Il vero scandalo, semmai, è costituito dalla macchina per le fototessera che, situata in basso a destra, ha impedito a Bartocci di concludere l’opera, che se completata avrebbe un impatto visivo ancora più ampio. Ed è di questo che avrebbe dovuto occuparsi il Comitato “Tuteliamo il Centro Storico”. Un comitato dal titolo meritorio – ed essenziale, in una città dove la parte più antica è stata sistematicamente deturpata – ma che, in alcune sue componenti (non in tutte) ha peccato di una certa miopia e di un approccio all’arte chiuso a riccio ed autoreferenziale. Nelle ultime ore, ad esempio, c’è chi si sofferma sul “come mai all’improvviso sono diventati tutti esperti d’arte”. Questo significa non vivere la città, perché fra gli esponenti del Comitato ci sono anche degli artisti quotati e riconosciuti, ma anche – se ci è consentito dirlo – un po’ peccatori di presunzione. Grazie ai ragazzi di ALTrove e al Marca, in città molti giovani (e non solo) stanno iniziando ad appassionarsi all’arte ed a distinguere, con valide capacità intellettuali. Senza contare, poi, che queste iniziative sono in mano a giovani che in fatto di preparazione culturale hanno capacità da vendere. Se cercare il dialogo, per alcune associazioni facenti parte del Comitato, significa chiudersi nella torre d’avorio di biblica memoria e convincersi di avere la ragione solo dalla propria parte, allora questa città può abbuffarsi unicamente del suo grigiore. E questo non ci sta bene e non sta bene a molti. Arte significa occasioni di confronto, dialogo e sguardi fissi verso nuovi e più ampi orizzonti. Di sicuro, non vuol dire chiusura mentale. Se umiltà ci deve essere, è bene che arrivi da entrambe le parti. Ma in questo caso – e dispiace dirlo – l’umiltà è mancata proprio da chi avrebbe qualcosa da insegnare, e non da chi ha qualcosa da apprendere.

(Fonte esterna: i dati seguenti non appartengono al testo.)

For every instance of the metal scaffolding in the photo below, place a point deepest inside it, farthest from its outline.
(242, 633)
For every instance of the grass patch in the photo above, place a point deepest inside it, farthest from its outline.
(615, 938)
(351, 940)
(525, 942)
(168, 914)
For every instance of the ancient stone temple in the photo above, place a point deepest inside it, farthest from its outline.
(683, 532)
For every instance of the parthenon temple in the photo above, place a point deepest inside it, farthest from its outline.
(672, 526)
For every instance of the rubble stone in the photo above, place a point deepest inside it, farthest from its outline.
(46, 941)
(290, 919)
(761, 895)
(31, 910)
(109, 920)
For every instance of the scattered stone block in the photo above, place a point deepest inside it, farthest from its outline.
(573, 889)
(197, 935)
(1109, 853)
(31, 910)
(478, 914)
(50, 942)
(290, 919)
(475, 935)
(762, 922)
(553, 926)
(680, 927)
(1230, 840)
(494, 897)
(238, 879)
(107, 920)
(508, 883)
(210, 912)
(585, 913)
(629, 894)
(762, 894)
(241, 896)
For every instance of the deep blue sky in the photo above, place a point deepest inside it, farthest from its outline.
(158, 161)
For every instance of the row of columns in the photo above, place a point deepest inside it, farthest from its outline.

All’interno del Comitato, c’è un’associazione molto utile alla città e presieduta da un carissimo amico di chi scrive, ma che stavolta si è tuttavia piegata a guardare la situazione coi paraocchi. Un murales dipinto da un artista selezionato come sempre da ALTrove fra i più emergenti e bravi in Italia e all’Estero, non può essere minimamente paragonato a chi scrive inutili e osceni scarabocchi sul muro con la bomboletta spray. Non si può mischiare arte e robaccia nello stesso calderone. I graffiti senza senso e le scritte senza vergogna appartengono alle indegnità da cancellare, per il decoro del Centro Storico. Ma il murales di Bartocci, con tutto il rispetto per le diverse opinioni, è un’opera d’arte. I ragazzi di ALTrove non sono degli inesperti e sanno dove collocare le opere, studiando bene le “location” e il contesto. Se dei giovani costruiscono un progetto culturale duraturo per la propria città, è perché la amano. E mai la distruggerebbero, visto che ci hanno già pensato in maniera abbondante le generazioni precedenti. E per questo vanno supportati con le azioni e col dialogo, nel comune sentimento di amore per la città.

Si può condividere la giustificata apprensione per le sorti del Centro Storico, massacrato da misfatti edilizi perpetrati da privati cittadini e di cui le associazioni – salvo rari casi – non si sono mai occupate, ma le chiusure mentali non portano a nulla.

Quella dei murales (e non solo, ma anche delle mostre e di tutto il lavoro di riscoperta dei tesori perduti della città) è l’Arte della Gioia, amici. Non deve fare paura ma, anzi, deve portare un po’ di aria nuova, di dialogo e di riscoperta della Storia e delle tradizioni in una città dove la lagna continua e l’insopportabile pessimismo cosmico continuano – in alcuni casi, a spadroneggiare. La città è di tutti, e non di pochi. E per questo è bene che sia vissuta in maniera diversa, più colorata e solare. Solo così il vento, già impetuoso di per sé, può soffiare nella giusta direzione.